Analysis of Neutron Star $f-$mode Oscillations in General Relativity with Spectral Representation of Nuclear Equations of State

Abstract: We study quasinormal $f-$mode oscillations in neutron star(NS) interiors within the linearized General Relativistic formalism. We utilize approximately 9000 nuclear Equations of State (EOS) using spectral representation techniques, incorporating constraints on nuclear saturation properties, chiral Effective Field Theory ($\chi$EFT) for pure neutron matter, and perturbative Quantum Chromodynamics (pQCD) for densities pertinent to NS cores. The median values of f-mode frequency, $\nu_f$ (damping time, $\tau_f$) for NS with masses ranging from 1.4 - 2.0 $M_\odot$ lie between 1.80 - 2.20 kHz (0.13 - 0.22 s) for our entire EOS set. Our study reveals a weak correlation between $f-$mode frequencies and individual nuclear saturation properties, prompting the necessity for more intricate methodologies to unveil multi-parameter relationships.

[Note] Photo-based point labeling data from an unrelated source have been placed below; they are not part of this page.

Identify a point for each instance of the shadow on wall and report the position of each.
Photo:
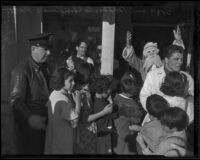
(7, 131)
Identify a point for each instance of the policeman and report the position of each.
(29, 94)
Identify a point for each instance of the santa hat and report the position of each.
(150, 48)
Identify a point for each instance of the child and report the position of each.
(130, 112)
(102, 91)
(87, 128)
(151, 133)
(175, 87)
(63, 113)
(174, 122)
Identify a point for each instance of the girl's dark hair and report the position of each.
(155, 104)
(170, 50)
(174, 84)
(128, 84)
(101, 84)
(58, 78)
(174, 117)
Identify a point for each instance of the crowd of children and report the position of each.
(89, 113)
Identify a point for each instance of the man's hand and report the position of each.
(37, 122)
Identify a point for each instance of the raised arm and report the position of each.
(129, 54)
(177, 37)
(146, 90)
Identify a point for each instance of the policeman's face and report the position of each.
(174, 62)
(82, 49)
(40, 54)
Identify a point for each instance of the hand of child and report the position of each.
(110, 100)
(108, 109)
(77, 97)
(146, 151)
(182, 151)
(177, 33)
(134, 127)
(128, 38)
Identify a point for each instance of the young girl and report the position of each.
(151, 133)
(175, 88)
(87, 139)
(174, 121)
(63, 113)
(130, 112)
(102, 91)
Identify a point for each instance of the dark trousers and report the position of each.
(29, 141)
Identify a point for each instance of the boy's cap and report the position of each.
(41, 39)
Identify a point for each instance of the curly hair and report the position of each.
(174, 84)
(58, 78)
(174, 117)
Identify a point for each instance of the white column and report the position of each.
(108, 36)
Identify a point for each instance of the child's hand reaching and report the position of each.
(77, 97)
(108, 109)
(128, 38)
(135, 127)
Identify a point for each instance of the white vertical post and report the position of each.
(15, 20)
(41, 25)
(108, 35)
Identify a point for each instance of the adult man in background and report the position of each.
(29, 94)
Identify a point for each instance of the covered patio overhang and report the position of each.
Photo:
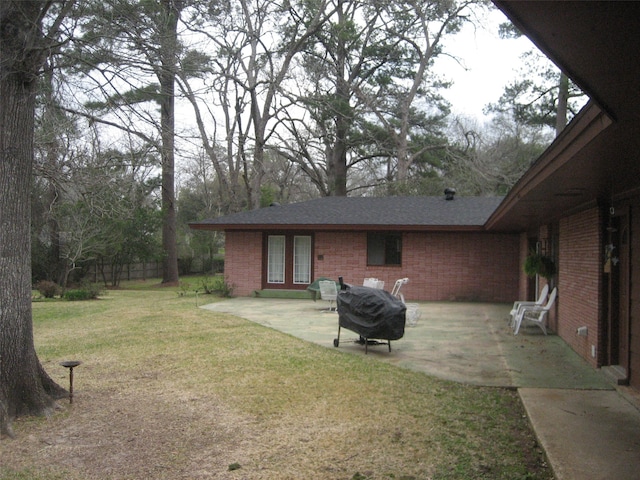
(594, 161)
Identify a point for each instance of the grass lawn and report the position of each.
(170, 391)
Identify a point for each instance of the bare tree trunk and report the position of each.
(563, 99)
(171, 11)
(25, 388)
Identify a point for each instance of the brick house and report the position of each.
(579, 203)
(440, 244)
(581, 199)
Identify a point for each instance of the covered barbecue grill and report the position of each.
(372, 313)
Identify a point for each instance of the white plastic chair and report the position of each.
(373, 283)
(535, 314)
(539, 302)
(413, 311)
(329, 292)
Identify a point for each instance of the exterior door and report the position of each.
(288, 261)
(619, 292)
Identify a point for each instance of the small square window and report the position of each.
(384, 249)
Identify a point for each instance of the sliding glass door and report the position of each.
(288, 261)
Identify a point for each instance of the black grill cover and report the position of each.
(371, 313)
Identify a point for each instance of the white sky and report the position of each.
(490, 62)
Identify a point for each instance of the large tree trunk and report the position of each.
(171, 12)
(25, 388)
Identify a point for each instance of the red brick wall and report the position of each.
(579, 273)
(243, 262)
(440, 266)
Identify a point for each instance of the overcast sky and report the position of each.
(490, 62)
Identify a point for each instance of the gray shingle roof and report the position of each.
(363, 213)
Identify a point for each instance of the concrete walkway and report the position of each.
(589, 430)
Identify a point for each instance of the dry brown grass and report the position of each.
(170, 391)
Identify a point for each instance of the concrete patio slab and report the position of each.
(464, 342)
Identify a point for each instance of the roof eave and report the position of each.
(337, 228)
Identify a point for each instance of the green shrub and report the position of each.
(88, 291)
(211, 285)
(48, 289)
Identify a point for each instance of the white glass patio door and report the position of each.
(302, 259)
(275, 264)
(288, 261)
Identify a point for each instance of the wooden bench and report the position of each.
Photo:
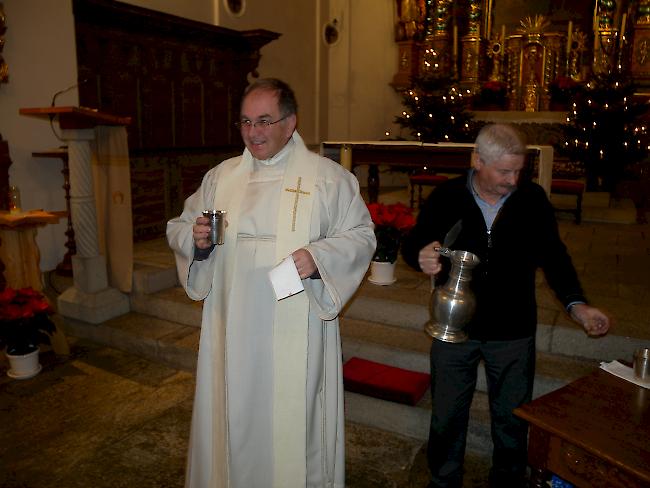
(423, 179)
(570, 187)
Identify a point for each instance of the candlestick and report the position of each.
(346, 157)
(623, 22)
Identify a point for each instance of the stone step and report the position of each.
(150, 278)
(409, 349)
(413, 421)
(404, 304)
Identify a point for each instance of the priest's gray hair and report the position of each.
(286, 97)
(496, 140)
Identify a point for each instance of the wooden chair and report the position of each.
(570, 187)
(423, 179)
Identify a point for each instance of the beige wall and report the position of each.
(361, 103)
(40, 51)
(295, 57)
(342, 90)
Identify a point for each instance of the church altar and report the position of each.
(447, 157)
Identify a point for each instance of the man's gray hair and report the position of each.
(286, 97)
(496, 140)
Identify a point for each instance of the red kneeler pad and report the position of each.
(383, 381)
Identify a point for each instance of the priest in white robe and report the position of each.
(268, 410)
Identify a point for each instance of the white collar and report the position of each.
(280, 155)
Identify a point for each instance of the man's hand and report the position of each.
(429, 259)
(595, 322)
(201, 233)
(304, 263)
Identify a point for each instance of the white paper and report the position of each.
(285, 279)
(624, 372)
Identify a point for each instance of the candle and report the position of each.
(623, 22)
(346, 157)
(454, 49)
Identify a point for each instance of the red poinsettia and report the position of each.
(391, 223)
(24, 320)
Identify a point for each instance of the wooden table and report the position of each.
(594, 432)
(448, 157)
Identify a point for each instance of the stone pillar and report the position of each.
(90, 298)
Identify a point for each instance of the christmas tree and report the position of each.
(604, 130)
(435, 109)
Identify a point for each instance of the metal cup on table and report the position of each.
(217, 225)
(642, 364)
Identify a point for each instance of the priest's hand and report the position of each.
(429, 259)
(201, 233)
(304, 263)
(595, 322)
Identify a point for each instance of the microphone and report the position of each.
(65, 90)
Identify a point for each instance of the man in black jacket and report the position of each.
(510, 225)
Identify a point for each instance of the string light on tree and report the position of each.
(602, 131)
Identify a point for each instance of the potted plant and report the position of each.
(391, 223)
(24, 324)
(493, 95)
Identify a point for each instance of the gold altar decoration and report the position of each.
(640, 58)
(465, 38)
(536, 58)
(4, 69)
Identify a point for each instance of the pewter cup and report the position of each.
(642, 364)
(217, 225)
(452, 305)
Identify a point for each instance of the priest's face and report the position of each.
(264, 128)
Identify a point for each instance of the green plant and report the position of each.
(391, 223)
(435, 110)
(24, 320)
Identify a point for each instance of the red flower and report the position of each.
(394, 215)
(391, 223)
(24, 321)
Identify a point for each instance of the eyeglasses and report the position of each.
(262, 123)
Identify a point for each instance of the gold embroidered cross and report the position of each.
(298, 192)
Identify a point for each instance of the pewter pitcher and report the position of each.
(452, 305)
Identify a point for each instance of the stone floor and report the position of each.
(103, 418)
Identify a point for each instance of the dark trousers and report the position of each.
(510, 371)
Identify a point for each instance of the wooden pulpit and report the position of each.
(90, 299)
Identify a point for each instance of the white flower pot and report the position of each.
(23, 366)
(382, 273)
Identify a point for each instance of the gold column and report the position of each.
(640, 62)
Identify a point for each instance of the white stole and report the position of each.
(290, 326)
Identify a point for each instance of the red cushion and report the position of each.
(384, 381)
(571, 187)
(425, 179)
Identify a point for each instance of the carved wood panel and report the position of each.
(180, 81)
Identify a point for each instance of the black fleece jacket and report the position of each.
(523, 238)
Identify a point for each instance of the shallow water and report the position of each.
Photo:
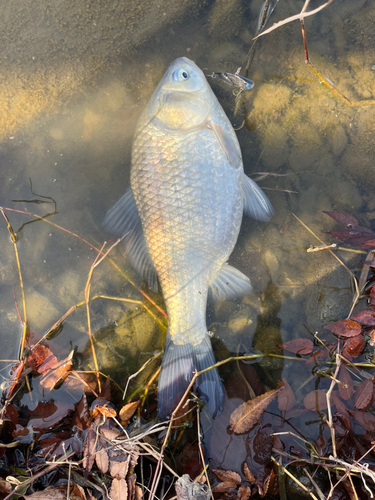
(76, 149)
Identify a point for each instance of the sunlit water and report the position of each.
(76, 149)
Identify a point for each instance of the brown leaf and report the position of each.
(355, 345)
(298, 346)
(57, 374)
(364, 394)
(344, 377)
(118, 465)
(89, 448)
(49, 493)
(101, 456)
(41, 359)
(248, 475)
(316, 400)
(246, 415)
(223, 487)
(119, 489)
(244, 492)
(81, 417)
(228, 476)
(127, 412)
(365, 419)
(365, 317)
(344, 328)
(286, 399)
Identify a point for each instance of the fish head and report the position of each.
(183, 99)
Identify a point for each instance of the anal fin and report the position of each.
(229, 284)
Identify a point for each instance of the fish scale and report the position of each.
(181, 219)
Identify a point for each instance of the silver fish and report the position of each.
(181, 218)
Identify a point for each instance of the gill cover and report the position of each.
(183, 99)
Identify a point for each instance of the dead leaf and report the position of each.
(344, 377)
(342, 218)
(118, 464)
(101, 456)
(57, 374)
(223, 487)
(246, 415)
(365, 317)
(248, 475)
(40, 358)
(372, 297)
(127, 412)
(344, 328)
(364, 394)
(298, 346)
(316, 400)
(119, 489)
(81, 417)
(365, 419)
(286, 399)
(228, 476)
(244, 492)
(89, 448)
(354, 346)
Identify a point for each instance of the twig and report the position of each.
(301, 15)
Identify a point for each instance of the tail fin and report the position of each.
(179, 363)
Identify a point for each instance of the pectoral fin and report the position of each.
(122, 219)
(229, 284)
(228, 143)
(256, 203)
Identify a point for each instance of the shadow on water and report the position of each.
(74, 82)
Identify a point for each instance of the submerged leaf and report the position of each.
(365, 317)
(364, 394)
(298, 346)
(228, 476)
(342, 218)
(354, 345)
(344, 328)
(246, 415)
(316, 400)
(57, 374)
(286, 399)
(346, 391)
(365, 419)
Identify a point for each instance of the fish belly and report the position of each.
(190, 202)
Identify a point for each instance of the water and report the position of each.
(70, 107)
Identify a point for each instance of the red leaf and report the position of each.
(298, 346)
(364, 394)
(365, 317)
(345, 328)
(344, 377)
(342, 218)
(355, 345)
(316, 400)
(366, 419)
(286, 399)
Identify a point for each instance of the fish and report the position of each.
(180, 220)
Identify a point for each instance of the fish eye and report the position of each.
(180, 75)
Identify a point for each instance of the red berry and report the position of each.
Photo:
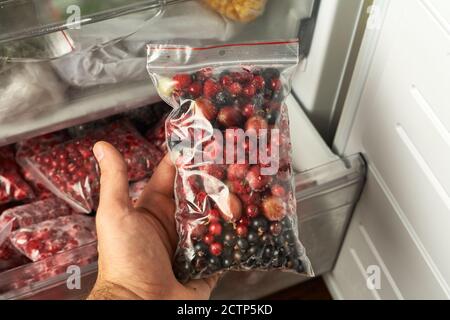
(215, 228)
(274, 208)
(195, 89)
(248, 110)
(241, 230)
(278, 190)
(243, 221)
(208, 238)
(258, 82)
(237, 171)
(234, 210)
(229, 117)
(216, 248)
(182, 81)
(249, 91)
(213, 215)
(226, 81)
(206, 107)
(256, 180)
(210, 88)
(275, 84)
(256, 123)
(252, 211)
(235, 88)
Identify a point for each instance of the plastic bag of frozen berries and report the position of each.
(13, 187)
(70, 171)
(50, 237)
(228, 136)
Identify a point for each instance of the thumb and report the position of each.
(113, 178)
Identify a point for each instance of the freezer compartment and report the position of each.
(326, 196)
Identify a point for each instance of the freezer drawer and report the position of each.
(326, 196)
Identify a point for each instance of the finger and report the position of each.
(113, 178)
(163, 178)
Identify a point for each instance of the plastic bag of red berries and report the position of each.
(13, 187)
(70, 171)
(228, 137)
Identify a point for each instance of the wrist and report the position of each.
(104, 290)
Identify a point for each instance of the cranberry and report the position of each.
(249, 91)
(237, 171)
(252, 211)
(229, 117)
(256, 123)
(208, 238)
(256, 180)
(234, 209)
(216, 248)
(210, 88)
(258, 82)
(274, 208)
(182, 81)
(249, 110)
(207, 109)
(241, 230)
(278, 190)
(235, 88)
(215, 228)
(195, 89)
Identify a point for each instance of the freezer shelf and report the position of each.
(21, 19)
(326, 197)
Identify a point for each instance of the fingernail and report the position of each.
(98, 152)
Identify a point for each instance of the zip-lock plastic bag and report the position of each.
(228, 137)
(50, 237)
(70, 171)
(13, 187)
(35, 212)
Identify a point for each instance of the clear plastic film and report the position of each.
(228, 137)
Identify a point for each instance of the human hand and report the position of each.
(136, 244)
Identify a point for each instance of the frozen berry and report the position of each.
(274, 208)
(226, 80)
(210, 88)
(276, 228)
(229, 117)
(237, 171)
(207, 109)
(229, 239)
(216, 249)
(252, 236)
(252, 211)
(234, 211)
(195, 89)
(215, 229)
(249, 110)
(256, 180)
(249, 91)
(242, 244)
(241, 230)
(208, 239)
(258, 82)
(256, 123)
(278, 190)
(182, 81)
(259, 224)
(235, 88)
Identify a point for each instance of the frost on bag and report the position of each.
(71, 172)
(228, 136)
(50, 237)
(28, 148)
(35, 212)
(13, 187)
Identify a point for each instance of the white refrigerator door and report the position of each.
(397, 114)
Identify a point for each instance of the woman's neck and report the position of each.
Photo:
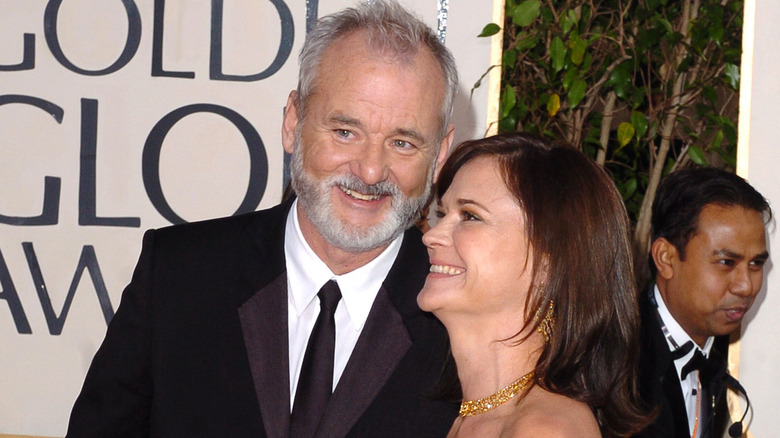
(486, 363)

We observe a robust linear relationship between the radii and $f-$mode frequencies for different NS masses. Leveraging this correlation alongside NICER observations of PSR J0740+6620 and PSR J0030+0451, we establish constraints that exhibit partial and minimal overlap for observational data from Riley et al. and Miller et al. respectively with our nucleonic EOS dataset. Moreover, NICER data aligns closely with radius and frequency values for a few hadron-quark hybrid EOS models. This indicates the need to consider additional exotic particles such as deconfined quarks at suprasaturation densities. We conclude that future observations of the radius or $f-$mode frequency for more than one NS mass, particularly at the extremes of viable NS mass scale, would either rule out nucleon-only EOS or provide definitive evidence in its favour.